Le Conseil communal de Nyon a tenu lundi soir une séance extraordinaire consacrée à la crise que traverse la Ville. La Municipalité a été assiégée de questions. Des erreurs ont été reconnues et des précisions données sur le coût de la crise, estimé à 280'000 francs.

A la suite de dysfonctionnements et de conflits de personnes au sein de l'administration communale depuis une année environ, une enquête administrative a été lancée l'été dernier, menée par l'ancien juge cantonal Pierre Muller. Ses conclusions ont été gardées secrètes jusqu'à ce que la section vaudoise du Syndicat des services publics (SSP) en publie des extraits la semaine dernière, accusant au passage l'exécutif de vouloir "étouffer" la crise et dénonçant des "mensonges".

Selon ces extraits, le rapport évoque un comportement du secrétaire municipal "contraire à ses devoirs de fonction". L'enquêteur Pierre Muller y parle notamment de propos "potentiellement blessants, dénigrants ou humiliants". Les autorités auraient dû intervenir, selon lui. Le SSP estime dès lors que la Municipalité s'est rendue "complice d'un système qui brise et isole" les employés.

L'exécutif s'est dit consterné par ces propos et le syndic Daniel Rossellat a tenu à les démentir, déplorant "une lecture partielle et partiale" du rapport de la part du syndicat. Lundi soir, c'était donc l'heure de toutes les questions possibles de la part des élus et l'occasion pour la Municipalité de s'expliquer plus en détail.

Séance bien encadrée

Cette séance spéciale - délocalisée au Théatre de Marens avec près de 60 personnes venues y assister dans le public - avait été bien cadrée par le Bureau du Conseil communal. Les groupes politiques avaient transmis une quarantaine de questions, par thèmes, à l'exécutif, auxquelles il a répondu point par point. Des questions orales ont ensuite pu être posées en plénum pour rebondir, dans une atmosphère tendue mais respectueuse.
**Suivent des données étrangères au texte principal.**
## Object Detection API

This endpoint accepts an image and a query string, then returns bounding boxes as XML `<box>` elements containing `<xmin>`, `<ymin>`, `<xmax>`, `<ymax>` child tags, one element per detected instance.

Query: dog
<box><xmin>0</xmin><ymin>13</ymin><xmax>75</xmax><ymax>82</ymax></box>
Plusieurs fois attaqué en cours de soirée, M. Rossellat a reconnu qu'il était évident qu'il y avait eu "des erreurs" dans cette crise. Il a dit "assumer sa part de responsabilité, être prêt à se remettre en question et a aussi admis un niveau élevé d'exigences" qui a pu heurter des collaborateurs communaux.

Mais selon lui, la Municipalité a toujours été attentive aux souffrances des collaborateurs et n'a jamais cherché à les minimiser. "On n'a jamais voulu protéger qui que ce soit", a-t-il réaffirmé.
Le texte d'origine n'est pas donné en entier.